Markets fell despite the Federal Reserve launching yet more measures to mitigate the impact of the COVID-19 pandemic. It announced on Monday that it would purchase an unlimited amount of Treasuries and mortgage-backed securities, as needed, to support smooth market functioning and effective transmission of monetary policy. It also launched and expanded several emergency lending facilities to prop up markets for corporate credit, municipal debt and asset-backed securities.
Oliver Blackbourn, multi-asset portfolio manager at Janus Henderson, said that while the latest Fed action “sends a powerful signal to markets”, it also “felt like it could be the final policy move from a central bank that now has few cards left to play by itself”.
Still, James Sullivan, head of Asia ex-Japan equity research at JP Morgan, said that this could be “one of the sharpest, but also on our numbers at least, one of the shortest global downturns that we’ve seen in the history of markets”.

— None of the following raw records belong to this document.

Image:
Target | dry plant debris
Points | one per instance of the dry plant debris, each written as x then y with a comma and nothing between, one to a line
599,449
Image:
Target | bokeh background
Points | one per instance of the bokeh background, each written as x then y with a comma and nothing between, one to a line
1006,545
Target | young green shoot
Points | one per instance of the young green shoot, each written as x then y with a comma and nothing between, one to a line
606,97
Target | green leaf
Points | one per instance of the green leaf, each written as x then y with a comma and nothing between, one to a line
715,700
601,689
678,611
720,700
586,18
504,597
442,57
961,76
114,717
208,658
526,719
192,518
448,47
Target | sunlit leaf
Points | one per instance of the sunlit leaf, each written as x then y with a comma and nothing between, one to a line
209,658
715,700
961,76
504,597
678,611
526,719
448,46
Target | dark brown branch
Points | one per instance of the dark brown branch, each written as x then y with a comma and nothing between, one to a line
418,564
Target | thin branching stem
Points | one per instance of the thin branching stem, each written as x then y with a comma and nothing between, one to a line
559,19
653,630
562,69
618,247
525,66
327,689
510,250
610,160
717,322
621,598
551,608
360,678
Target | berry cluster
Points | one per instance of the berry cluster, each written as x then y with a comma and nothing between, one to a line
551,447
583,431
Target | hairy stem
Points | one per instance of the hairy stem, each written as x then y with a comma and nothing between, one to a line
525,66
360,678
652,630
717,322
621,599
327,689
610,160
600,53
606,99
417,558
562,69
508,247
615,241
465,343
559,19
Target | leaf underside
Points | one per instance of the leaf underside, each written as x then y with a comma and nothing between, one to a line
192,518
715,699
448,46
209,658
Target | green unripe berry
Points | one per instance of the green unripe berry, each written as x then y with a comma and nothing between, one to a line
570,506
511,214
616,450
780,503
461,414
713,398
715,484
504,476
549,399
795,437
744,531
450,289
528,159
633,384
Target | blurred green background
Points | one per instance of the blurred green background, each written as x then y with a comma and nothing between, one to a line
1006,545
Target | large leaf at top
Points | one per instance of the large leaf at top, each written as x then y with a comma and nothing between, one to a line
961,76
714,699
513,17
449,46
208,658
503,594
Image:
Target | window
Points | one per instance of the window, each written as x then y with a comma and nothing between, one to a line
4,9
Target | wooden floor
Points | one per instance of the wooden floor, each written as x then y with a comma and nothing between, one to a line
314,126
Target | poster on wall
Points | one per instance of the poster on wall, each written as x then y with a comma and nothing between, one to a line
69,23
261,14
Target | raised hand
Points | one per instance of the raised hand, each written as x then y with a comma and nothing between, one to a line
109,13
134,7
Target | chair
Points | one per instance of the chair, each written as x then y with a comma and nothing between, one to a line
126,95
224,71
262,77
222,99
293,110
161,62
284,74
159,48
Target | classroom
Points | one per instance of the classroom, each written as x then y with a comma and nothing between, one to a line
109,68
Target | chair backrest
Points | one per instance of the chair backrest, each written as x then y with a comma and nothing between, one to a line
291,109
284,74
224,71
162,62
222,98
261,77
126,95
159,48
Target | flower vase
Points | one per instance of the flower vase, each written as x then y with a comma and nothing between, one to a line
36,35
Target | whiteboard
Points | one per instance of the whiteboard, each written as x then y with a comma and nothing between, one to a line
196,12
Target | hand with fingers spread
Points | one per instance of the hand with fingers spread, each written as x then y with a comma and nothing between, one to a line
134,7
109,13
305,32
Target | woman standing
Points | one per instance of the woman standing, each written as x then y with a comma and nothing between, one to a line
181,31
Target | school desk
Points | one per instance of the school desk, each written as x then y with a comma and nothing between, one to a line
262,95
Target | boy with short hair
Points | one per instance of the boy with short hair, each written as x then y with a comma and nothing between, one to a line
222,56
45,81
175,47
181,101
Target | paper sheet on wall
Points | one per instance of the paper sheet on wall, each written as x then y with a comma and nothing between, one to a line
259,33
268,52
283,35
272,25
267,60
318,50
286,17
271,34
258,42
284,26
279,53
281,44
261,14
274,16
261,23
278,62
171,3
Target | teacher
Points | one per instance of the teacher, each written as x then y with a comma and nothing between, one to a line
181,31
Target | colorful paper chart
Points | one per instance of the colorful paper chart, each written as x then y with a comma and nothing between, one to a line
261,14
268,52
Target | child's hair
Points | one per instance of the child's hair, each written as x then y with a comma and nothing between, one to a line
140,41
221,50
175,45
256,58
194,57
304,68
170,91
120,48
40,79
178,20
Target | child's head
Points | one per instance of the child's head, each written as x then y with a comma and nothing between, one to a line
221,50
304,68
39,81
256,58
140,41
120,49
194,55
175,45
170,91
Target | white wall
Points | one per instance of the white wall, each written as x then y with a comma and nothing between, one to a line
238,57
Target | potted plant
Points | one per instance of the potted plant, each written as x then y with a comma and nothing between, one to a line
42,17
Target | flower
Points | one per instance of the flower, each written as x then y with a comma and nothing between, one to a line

“We would be selectively adding to exposure here,” he said.
Similarly, hedge-fund manager David Tepper said that it might be “time to buy a little”. Although stocks could still fall by another 10 to 15 percent, they “look really interesting for the long term”.
In contrast, Scott Minerd, global chief investment officer at Guggenheim Partners, said that “‘buying the dip’ on the expectation that Congress is going to pass something soon is probably not a prudent investment strategy”.
Anthony Scaramucci, founder and managing partner at investing firm SkyBridge, told CNBC that while an economic stimulus package could provide a short term boost for markets, he is less optimistic for the long term.
“We’re in a protracted bear market,” Scaramucci said. “I’ve told people, this is so much worse than the global financial crisis. It’s literally 9/11 plus the global financial crisis.”